Bracey and Diana declined to be interviewed. But Harviel, who represents Bracey, says she had "no idea what she was getting into" and got involved because she was strapped for cash after an ex-boyfriend poured sugar into the gas tank of her car three years ago. Mawlawi and Memphis singer Janet Netters Austin initiated the scheme in 2002, according to the indictment. Austin and Mawlawi are set for trial on February 6th.
According to Harviel, Bracey's luck went from bad to worse the day she took $2,000 from Mawlawi to travel with him to Morocco in May 2003. They flew to Casablanca, the fabled port of romance, corruption, and intrigue that is the subject of one of the most popular movies ever made. Harviel says Bracey had no intention of marrying her "fiancé" and figured she could back out by saying she had changed her mind.
She knew almost nothing about Africa, Muslim culture, or foreign languages. After landing in Casablanca, she was driven to a village an hour outside the city. Moroccan culture was a shock. There were no other Americans, and no one spoke English. The women in the village dressed in headscarves and traditional Muslim clothing, ate communally without flatware, and were expected to wait on the men day and night.

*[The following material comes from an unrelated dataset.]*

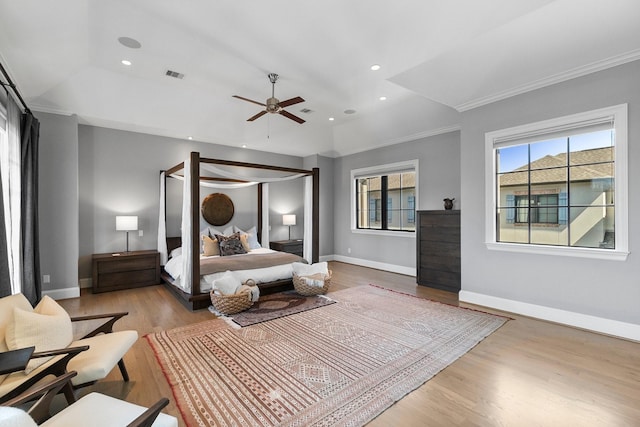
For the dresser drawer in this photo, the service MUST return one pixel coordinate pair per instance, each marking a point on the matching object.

Bracey felt they were gossiping about her in an unfriendly manner. Her fiancé had a name like an eye chart, which she could not even pronounce: Elablaoui Marouane. They posed together for pictures as "proof" of their engagement, and Bracey's hands, face, and feet were painted with a natural dye called henna in accordance with local custom.
After four days, Bracey had had enough. She demanded to leave and flew back to America. At customs clearance in Detroit, she was ill at ease and still had henna on her hands. Immigration officials questioned her but did not detain her. But a few months later she was questioned again by the FBI and agreed to cooperate in their investigation of Mawlawi.
In addition to conspiracy and immigration counts, Mawlawi also faces weapons charges in a separate indictment. At detention hearings in April and July, prosecutors and FBI agents produced pictures of Mawlawi shouldering a rocket-propelled grenade launcher and linked him to Osama bin Laden via a mutual associate named Enaam Arnaout. Attorneys for Mawlawi have indicated he will change his plea to guilty on the weapons charge in January. Meawhile, Harviel says attorneys for defendants in the marriage-scam indictments have been told they need high-level national security clearance because of sensitive information that might be disclosed in the process of discovery.
An FBI agent has testified that the FBI learned about the scam from an inmate at the Shelby County Penal Farm named Andre Dotson, who said Mawlawi tried to recruit him. Mawlawi visited the prison twice in 2002 and 2003 to assist Chaplain Dawud Beyah in conducting Muslim services. Andrew Taber, director of Shelby County Division of Corrections, said there are about 200 Muslim inmates.
"According to Beyah, he was present on both occasions and at no time did he witness Mr. Mawlawi being unethical or unprofessional in any way," Taber said.
He said Dotson is "as close to a career criminal as we have."
Bracey and Diana will be sentenced March 23rd. They face up to five years in prison plus fines and will have to testify if Mawlawi and other defendants go to trial.